The hardest hits often set the stage for the strongest comebacks.

The Amegy Bank Series was, in one word, demoralizing. Arizona State is a team that talks openly about Omaha, and a five-game stretch against four SEC opponents offered a glimpse of what that stage demands. Instead, it revealed just how far the Sun Devils still have to go. The challenge was real, the gap was clear, and ASU looked far from ready for that kind of fight.

Still, seasons are not defined in March. If anything, Texas reset the standard. The Sun Devils now have the next few months to prove they belong in Omaha, in the NCAA Tournament, and among the best the Big 12 has to offer.

The climb back begins with LMU. It is not another ranked powerhouse waiting to test them, but that might be exactly what ASU needs. After an 8-0 start slipped to 8-4, this matchup offers a chance to clean up the mistakes that piled up in Texas and rebuild the confidence that carried them through the season’s opening stretch.

With junior left-hander Cole Carlon on the mound, ASU found its footing again. The tall southpaw matched a career high with ten strikeouts over 5.1 gritty innings, allowing just two earned runs while keeping the Sun Devils within reach as the offense slowly thawed from a frigid weekend. The breakthrough came in the seventh. A six-run avalanche cracked the game wide open after ASU (9-4) had been chipping away all afternoon. By the final out, the Sun Devils had piled up 16 hits, including a home run from junior infielder Nu’u Contrades. What began as a steady grind turned into a 12-4 statement win over LMU (5-11). 

Carlon has been building toward a night like this. Last Friday against No. 4 Mississippi State, he had scouts and fans buzzing as they’d just discovered something special. He carried a no-hitter into the fifth and forced the then-unbeaten Bulldogs to sweat before a cramp ended his day early. Even in a shortened outing, the performance flashed what the arm can become.

The abrupt ending frustrated Carlon, a conclusion he hopes to avoid in future starts.

“Unfortunately, last week I just dealt with cramps, tightness, and then did a lot this week to kind of get my body ready,” Carlon said. “Obviously, as the season goes on, I’m getting used to more workloads. I definitely did some things in my routine that I added to make sure that that doesn’t happen again. It worked well today.”

Thursday night was not perfect, which somehow made it more impressive. On a night when he had to grind, Carlon still piled up ten strikeouts. That alone hints at the ceiling. When the lefty does find that near-perfect rhythm, the results could be something special.

LMU did not make it easy. Carlon opened the game working around a leadoff triple. In the second, junior infielder Zach Wadas launched a two-strike pitch into the right field bullpen. The fifth inning stretched long with a walk and two singles, including the game-tying hit that made it 3-3. Even so, Carlon kept answering. Time and again, he escaped trouble with the same solution. Strike three.

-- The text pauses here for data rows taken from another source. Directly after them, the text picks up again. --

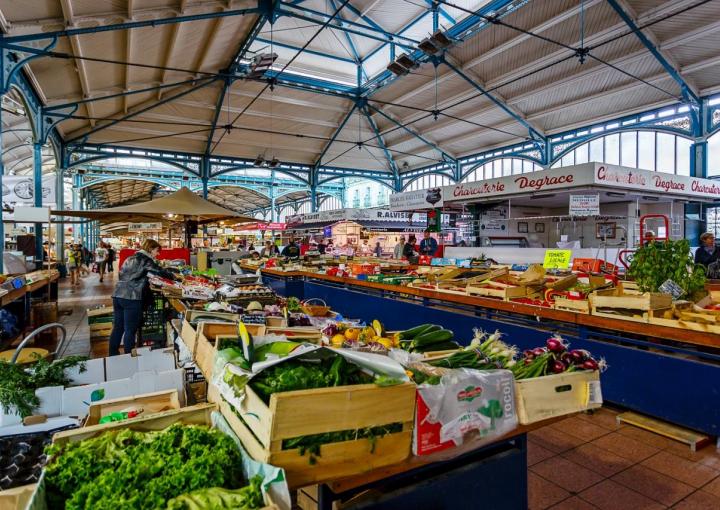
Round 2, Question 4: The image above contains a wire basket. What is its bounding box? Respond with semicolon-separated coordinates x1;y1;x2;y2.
300;298;330;317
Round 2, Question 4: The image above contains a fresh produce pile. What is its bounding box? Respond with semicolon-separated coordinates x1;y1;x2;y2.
0;356;87;418
397;324;460;353
512;337;606;379
627;239;706;297
45;424;263;510
246;356;373;403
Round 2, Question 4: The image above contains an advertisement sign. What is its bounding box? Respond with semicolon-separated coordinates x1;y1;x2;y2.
390;188;443;211
543;250;572;269
2;175;56;204
570;194;600;216
128;222;163;232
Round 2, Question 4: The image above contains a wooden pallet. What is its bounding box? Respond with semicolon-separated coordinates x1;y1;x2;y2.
616;412;712;452
515;370;602;425
208;383;415;487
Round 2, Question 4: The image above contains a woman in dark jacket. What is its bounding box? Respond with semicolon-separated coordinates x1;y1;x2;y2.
695;232;720;268
110;239;165;356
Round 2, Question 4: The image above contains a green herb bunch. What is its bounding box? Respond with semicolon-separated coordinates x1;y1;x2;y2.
0;356;87;418
46;424;253;510
627;239;706;296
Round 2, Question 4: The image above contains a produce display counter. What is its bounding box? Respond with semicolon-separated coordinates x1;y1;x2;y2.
248;264;720;435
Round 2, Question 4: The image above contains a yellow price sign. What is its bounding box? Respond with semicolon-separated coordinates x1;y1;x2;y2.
543;250;572;269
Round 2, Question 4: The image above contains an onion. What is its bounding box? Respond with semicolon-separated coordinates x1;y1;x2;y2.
546;337;565;352
582;358;600;370
550;360;567;374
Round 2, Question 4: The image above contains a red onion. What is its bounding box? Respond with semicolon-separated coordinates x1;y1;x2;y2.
550;360;567;374
546;337;565;352
582;358;600;370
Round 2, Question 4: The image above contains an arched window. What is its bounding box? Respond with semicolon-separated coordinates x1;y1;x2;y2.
551;131;692;175
404;174;453;191
460;158;542;182
318;196;342;211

The fastball and slider remain his knockout weapons when he needs an out, but his development has shown in the details. Start by start he has leaned more on a curveball and changeup, expanding his mix and keeping hitters guessing deeper into games. The progress showed again on Friday as Carlon pushed to a career high 101 pitches, the first time he has crossed the 100 mark. 

“'(Carlon’s) progressing each time out there,” head coach Willie Bloomquist said. “He’s mature and getting better and better. He’s a special kid. He wants to keep learning. Just walking past him, he’s like, ‘hey coach, I’ll be sharper next Friday.’ I said, okay, good…when you start mixing in 96, 97, 98 miles an hour with a changeup, a curveball, and then a wipeout slider, it’s like you got something special. When you got the scouts up there drooling, we’re going to be a pretty damn good team with that kid running out there on Friday night.”

At the plate, the final score reads like a slugfest, but the game played out more slowly and deliberately. ASU’s bats sputtered this past week against elite competition, while they cruised against teams like Omaha and St. John’s. A 12-run win over LMU looks impressive, but it’s fully warranted to nit-pick, a reminder that even in a blowout, the offense still has room to sharpen before the bigger tests ahead.

The hits did not come evenly. Eleven of ASU’s 16 knocks arrived in the final three innings while the first five unfolded as a slow burn. Until the lineup caught fire late, a few familiar names carried the load.

Junior outfielder Dominic Longo once again proved to be ASU’s most impactful transfer. Entering the night he led the team in OPS and ranked fifth nationally at 1.268 after a strong showing against SEC competition. He stayed hot against LMU, collecting three hits, including a second-inning RBI single, a seventh-inning RBI double, and a walk. That double marked his eighth extra-base hit of the season in just his tenth start.

“The coaching staff, they’ve been letting us know to see the ball up,” Longo said. “And that’s something that’s been really working for me, especially going to play Oklahoma and then the Globe Life thing with some better pitchers. I think being able to see the ball up and be disciplined on that helps you get the pitches you want. And so far, that’s what I’ve been looking for. I think that’s been the biggest help for me.”

Right behind him was Contrades. The Sun Devils’ co-captain had gone quiet in Texas, managing just two hits across four games, a rare lull for the engine of the offense. That silence did not last.

ASU trailed 2-1 entering the fourth and needed a spark. Graduate outfielder Dean Toigo led off the frame by taking a pitch off the arm. One batter later, Contrades stepped in and yanked a 1-0 fastball deep into right field for a two-run shot, giving ASU the lead. It was Contrades’ team-leading fifth home run of the season. By night’s end, he matched Longo with three hits and a walk.

The final key contribution came from the table setter, sophomore outfielder Landon Hairston. He finished with three hits of his own, including the most important, a leadoff single to start the seventh inning that triggered the floodgates. Six hits and a walk followed in the frame as ASU erupted for six runs and then added two more in the eighth to put the game away.

Even with a commanding win, Bloomquist knows there is still work to be done. The team has a weekend’s worth of fine-tuning ahead, hammering down the details as they confront what it will take to reach the level of competition they aspire to beat. You take a punch, and you have to punch back; that was the main takeaway from this past weekend.

“I think we took away that we’re just this close to being where we want to be,” Contrades said. “We were in every single one of those games; we could have won. We were one hit away from winning a couple of those, just knowing how good we are and what we could be. Obviously, we got punched in the mouth a little bit, but the biggest thing for us is just bouncing back.”